Nature and Culture International is joining forces with San Diego Zoo Global to make a lasting difference for species, communities and the planet. The two organizations are collaborating on four initial projects in Central and South America that will improve the future for animal species and local people by protecting the healthy ecosystems on which both depend.
“By combining the expertise and efforts of our two organizations, we begin a pioneering conservation partnership that addresses the needs of both humans and wild animals,” said Rick Gulley, President of San Diego Zoo Global. “Our initial projects in Mexico, Peru, Ecuador and Colombia will enhance the whole ecosystem focus that Nature and Culture International has used so effectively to conserve plant and animal species in partnership with local people.”
These initial projects – totaling more than 1.3 million acres – include: the Maijuna Regional Conservation Area; the Sierra de Alamos; the Cazaderos Forest Reserve; the Chocó Conservation Corridor; and Seeding the Future – an initiative to prepare millions of additional acres for protection.

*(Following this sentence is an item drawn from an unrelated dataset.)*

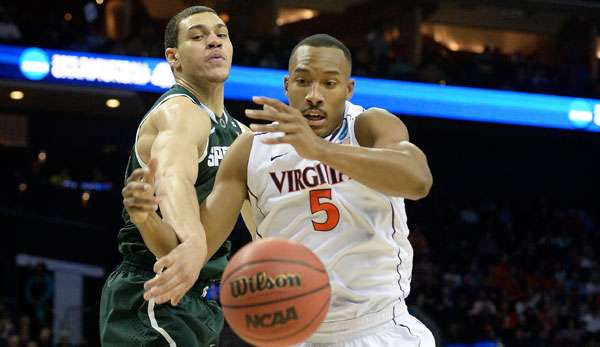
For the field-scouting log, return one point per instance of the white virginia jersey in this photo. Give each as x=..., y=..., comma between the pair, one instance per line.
x=358, y=233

In 2011, the San Diego Zoo Global Wildlife Conservancy announced the expansion of its international conservation program by assuming operation of a field research station in Peru. Now, San Diego Zoo Global’s relationship with Nature and Culture International links it with an organization that has been working with governments and people in developing countries for 15 years. Those efforts have led to the conservation of 7.7 million acres of rainforest and other key wildlife habitat in Latin America. The Zoo’s Wildlife Conservancy will contribute its expertise in wildlife and native plant research and management as part of the combined effort.
“This partnership is a natural extension of the work that San Diego Zoo Global has done to bring endangered species back from the brink of extinction,” noted Ivan Gayler, founder of Nature and Culture International and the 2010 recipient of the Zoo’s Conservation Medal. “The Wildlife Conservancy’s contribution to understanding the flora and fauna of threatened tropical ecosystems and applying that knowledge to the sustainable use of forest resources by local people will certainly enhance the productivity of our mutual work protecting landscape-scale habitats for generations to come.”

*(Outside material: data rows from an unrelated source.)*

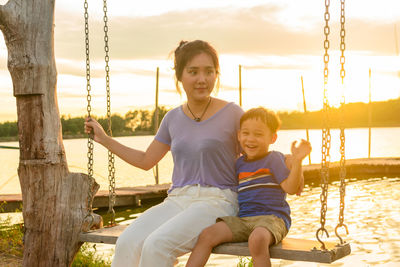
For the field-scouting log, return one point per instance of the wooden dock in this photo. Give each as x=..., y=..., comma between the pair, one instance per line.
x=132, y=196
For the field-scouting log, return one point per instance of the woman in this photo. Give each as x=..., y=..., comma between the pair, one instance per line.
x=201, y=135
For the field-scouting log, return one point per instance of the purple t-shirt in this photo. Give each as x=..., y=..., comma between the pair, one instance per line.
x=204, y=152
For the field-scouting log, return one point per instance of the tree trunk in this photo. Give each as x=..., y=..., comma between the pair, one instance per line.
x=55, y=201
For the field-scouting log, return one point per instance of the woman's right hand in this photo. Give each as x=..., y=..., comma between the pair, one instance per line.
x=94, y=128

Established in 1997 and based in San Diego, Nature and Culture International is most active in the four Latin American countries where the initial partnership projects will be implemented — Ecuador, Peru, Mexico and Colombia. With the crucial support and participation of local communities, Nature and Culture provides the technical, educational, financial and legal assistance to protect threatened ecosystems where the vast majority of endangered and endemic species are found.